For hope, we brave the wilds.

by Lewis

The avenue stretched onwards, endless and empty. Tall trees paraded down the centre, gold flecked leaves clinging tentatively with red fingertips. In the distance a figure’s stooped back is framed in the evening sun for a moment before sliding into the shadows.

A young man walks with light steps through the thigh high grass and knotted weeds. The man in the shadows waits for him, sat beneath a tumbled down shopfront. Tattered clothes, unwashed, unkempt hair covers a patchwork of scars criss-crossing his head and arms. Tired grafitti branches out around him blending into the wild cracks of the decaying walls.

“To walk the streets in the daylight is either brave or stupid”. He says quietly but with a voice that rolls down the broken streets.

“Maybe both? Besides you we’re hard to find in this city, and time is pressing.” The calmness in the young mans voice is thin and cracked.

There is a glint of regret in the old mans eyes. “No longer a city, my friend.
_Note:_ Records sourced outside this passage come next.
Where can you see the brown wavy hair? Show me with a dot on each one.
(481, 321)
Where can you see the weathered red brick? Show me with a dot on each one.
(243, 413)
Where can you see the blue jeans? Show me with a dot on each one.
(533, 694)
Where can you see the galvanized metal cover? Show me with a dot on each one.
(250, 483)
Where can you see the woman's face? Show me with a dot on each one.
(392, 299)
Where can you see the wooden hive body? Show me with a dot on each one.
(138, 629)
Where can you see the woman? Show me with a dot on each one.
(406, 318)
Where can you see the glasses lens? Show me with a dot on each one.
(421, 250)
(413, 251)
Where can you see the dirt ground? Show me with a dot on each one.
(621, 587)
The wilderness has reclaimed its foundations. It is only home to chaos now. Chaos and fear.”

“I’m not here for a lecture.” The young man says, determination and turmoil in delicate balance.

“I know why you have come. But let me ask you this? Why? Why bother? What good will it do. Look around you. There is nothing here for you. The city is dying. The earth is rotten. The skies weep bitter poison. Hate is king here. Division cuts anew each day and another part withers and dies. Better the sick be dead and the poor be buried, there is nothing here for them now.
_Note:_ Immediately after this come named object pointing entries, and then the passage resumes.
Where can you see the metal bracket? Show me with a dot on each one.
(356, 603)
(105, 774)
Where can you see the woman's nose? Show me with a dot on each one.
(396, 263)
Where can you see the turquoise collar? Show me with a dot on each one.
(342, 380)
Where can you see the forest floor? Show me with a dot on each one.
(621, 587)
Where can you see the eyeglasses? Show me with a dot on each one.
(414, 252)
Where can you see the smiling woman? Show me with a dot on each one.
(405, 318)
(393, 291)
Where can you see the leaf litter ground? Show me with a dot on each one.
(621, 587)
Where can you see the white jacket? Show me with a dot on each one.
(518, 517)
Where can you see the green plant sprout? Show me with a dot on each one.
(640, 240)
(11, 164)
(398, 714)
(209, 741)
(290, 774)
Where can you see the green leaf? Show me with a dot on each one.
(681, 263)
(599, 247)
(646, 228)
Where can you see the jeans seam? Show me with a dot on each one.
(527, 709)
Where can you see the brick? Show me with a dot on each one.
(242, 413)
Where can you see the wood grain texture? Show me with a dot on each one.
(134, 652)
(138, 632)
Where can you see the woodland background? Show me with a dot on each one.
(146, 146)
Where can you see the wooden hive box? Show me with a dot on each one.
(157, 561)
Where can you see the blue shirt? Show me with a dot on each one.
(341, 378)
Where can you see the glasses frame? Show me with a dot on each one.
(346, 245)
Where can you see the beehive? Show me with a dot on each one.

What will change? Nothing. Tomorrow is today, is yesterday and so it will go always. You are but one here. What can you do?”

The old man is standing now, his eyes are narrow, his chest heaves in and out like an exhausted balloon hoping to pop. Suddenly he slumps down, dips his head into despair and asks, “What gives you the right to think you matter?”
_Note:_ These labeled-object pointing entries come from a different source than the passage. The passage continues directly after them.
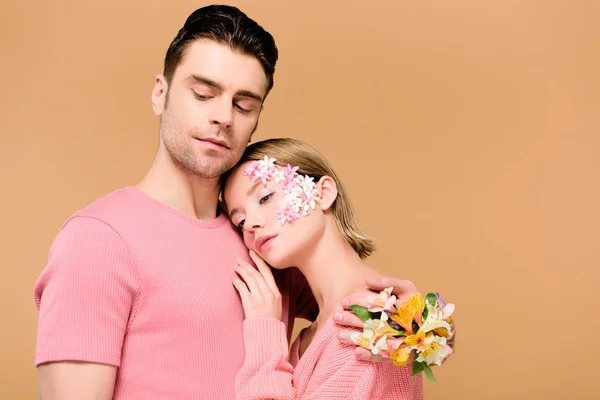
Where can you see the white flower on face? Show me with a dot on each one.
(266, 163)
(279, 175)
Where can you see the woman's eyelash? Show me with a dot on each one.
(265, 198)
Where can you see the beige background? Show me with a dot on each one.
(466, 132)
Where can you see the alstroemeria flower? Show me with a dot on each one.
(364, 339)
(435, 350)
(401, 355)
(380, 346)
(383, 301)
(437, 320)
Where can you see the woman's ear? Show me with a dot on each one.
(327, 192)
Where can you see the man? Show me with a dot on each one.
(137, 300)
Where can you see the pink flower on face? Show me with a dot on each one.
(251, 170)
(286, 214)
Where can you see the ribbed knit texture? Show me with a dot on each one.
(327, 369)
(133, 283)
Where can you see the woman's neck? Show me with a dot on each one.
(334, 270)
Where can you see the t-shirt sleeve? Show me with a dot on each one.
(86, 295)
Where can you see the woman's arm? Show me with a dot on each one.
(267, 374)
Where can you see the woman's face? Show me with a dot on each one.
(276, 210)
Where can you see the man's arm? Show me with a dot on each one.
(76, 380)
(86, 296)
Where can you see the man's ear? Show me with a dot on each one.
(159, 94)
(256, 125)
(327, 192)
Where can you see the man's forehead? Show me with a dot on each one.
(219, 63)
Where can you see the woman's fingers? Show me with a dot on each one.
(255, 281)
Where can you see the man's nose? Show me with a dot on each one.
(222, 114)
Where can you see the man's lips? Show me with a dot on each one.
(215, 141)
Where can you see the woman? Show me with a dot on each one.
(293, 211)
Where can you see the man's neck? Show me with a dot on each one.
(180, 189)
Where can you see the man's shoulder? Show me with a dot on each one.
(117, 203)
(112, 209)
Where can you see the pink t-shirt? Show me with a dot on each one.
(134, 283)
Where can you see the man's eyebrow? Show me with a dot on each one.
(250, 94)
(248, 193)
(206, 81)
(209, 82)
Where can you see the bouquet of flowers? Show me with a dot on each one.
(398, 329)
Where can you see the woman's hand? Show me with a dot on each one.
(257, 288)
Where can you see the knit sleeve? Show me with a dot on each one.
(266, 372)
(336, 375)
(340, 375)
(86, 295)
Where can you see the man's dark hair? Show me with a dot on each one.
(226, 25)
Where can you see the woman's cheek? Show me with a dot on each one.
(248, 240)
The young man, walks closer. There is a wetness to his eyes that hints of the forgotten oceans. “I do not claim to matter. At least not alone. I come because I have to. Because there is just one day when I can stand up for something, despite all the horror, the pain, the abandonment. I have to believe. Some part of me has to dare to hope that maybe this time it’ll be different. And that maybe more will follow.”

The young man has reached the old man. He sees what the old man is sitting on. It is a safe. The door hangs loose, trying to escape, trapped by a single encrusted screw. The young man kneels in the dirt. The old man sighs and reaches into the safe. He raises his hand aloft. A thin black pencil cuts through the pale light.

“You have decided and it is not my place to say yes or no. So take it, go through the doorway, you will find the box.” His outstretched arm beckons to the doorway, the tip of the pencil, an arrow to the darkness.

The young man stands slowly. Silently he takes the pencil.

“Wait.” The old man says and reaching into his pocket brings out a slip of paper. As the young man takes the paper. The old man grips his arm tightly. “Remember you have only one chance. Make it count. X marks the spot.”